Plants are perfect office workers. They do their job laboriously, or fail to do so elegantly. If they wane, they are substituted with little fuss and no wave of complaints. Air-purifiers and aesthetic testimonials. Office plants are inside the system physically, but they are external to it. Location does not equate to networkedness. There have been various proposals to ‘include’ ‘ecosystem services’ into economic calculus. This is not a place to discuss these proposals in-depth. I’ve got a much simpler, smaller-scale idea of how to inter-work us with vegetal economies.
I am writing these pages in an office. It’s called J.G.44, situated on the ground-level of the Harrow campus of the University in Westminster. This is one of the two so-called ‘PhD rooms’, assigned to doctoral students only. Since moving to London in fall 2012 on invitation of the University to pursue a practice-based research degree, i have been spending most of my working time in this office. It is just a common ‘PhD room’ with a row of desks with desktop computers along the walls, and a large conference table in the middle. No posters, no book-shelves, no decoration. And no plants. It feels quite sad to spend days on end here. So i bring in a new guinea plant. I am trying to read and write about environmental thought, yet i am sitting inside an office with one window only, and with one plant only. Ecology is usually about environmental problems out there, in the environment. But ecology is also everywhere, everything is local. Any given point is an entry, so i need to start treading through the meshwork of nature-culture nexuses and separations exactly from where i sit. Ecology, the way i think of it, is a practice and thought of living together with other bodies, it is a story about associations, groupings, coalitions and partnerships. My first partner is this little new guinea right here.
How can a new guinea and i ‘work together’, or, how can we know how to do something together?
date / location: 9 April, 2013 / Harrow on the Hill
performers: white gerber, yellow gerber, Liubov Kozorezova, me
medium: photography, heartbeat drawing app
date / location: 5 July, 2013 / London, Dalarna.
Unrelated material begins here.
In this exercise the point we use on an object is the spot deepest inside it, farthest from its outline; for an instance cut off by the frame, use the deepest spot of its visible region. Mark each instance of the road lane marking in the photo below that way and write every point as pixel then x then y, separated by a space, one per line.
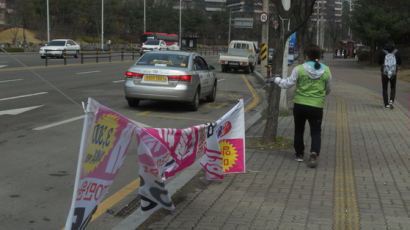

performers: pink new guinea, pelargonium, Marika Troili, me
documentation: photo-sensitive paper, heartbeat drawing app
As many eco-philosophies and environmentalists suggest, one must change patterns of ‘everyday life’2. First experiments towards ‘assembling ecologies’ involved creating very small-scale ecologies of care of two people and two plants. The idea was to interrupt the patterns of work once per hour and engage in performance of ‘tracking-with’, attentively registering a physiological activity of another entity – of a plant and of the other human. The humans’ would ‘track’ each others’ heartbeat for 60 seconds at a time with a makeshift computer app to draw a cardiogram (fig. 2.01.)3. In the first instantiation of the performance—confluence 0.1—the plants’ activity was recorded by a still shot from above with the same exposure throughout the day. Differences in exposure would indirectly indicate the strength of the light (fig. 3.01.―3.03). In confluence 0.2, instead of camera, we used photo-sensitive paper that we would place between the branches of the plant for 15 minutes (fig. 2.02). The resulting documentation displays the micro-performances of ‘tracking-with’ the other body, periods of affective engagement and perception of another human or vegetal body (fig. 3.04. ― 3.06.). Following heartbeats and trying to infer photosynthesis was about trying to ‘track’ with processes that are commonly not perceptible to bare eye, but that is fundamentally the problem of human perception. However, the project gave too much weight to (human) sensing without plugging into the inter-species affective space.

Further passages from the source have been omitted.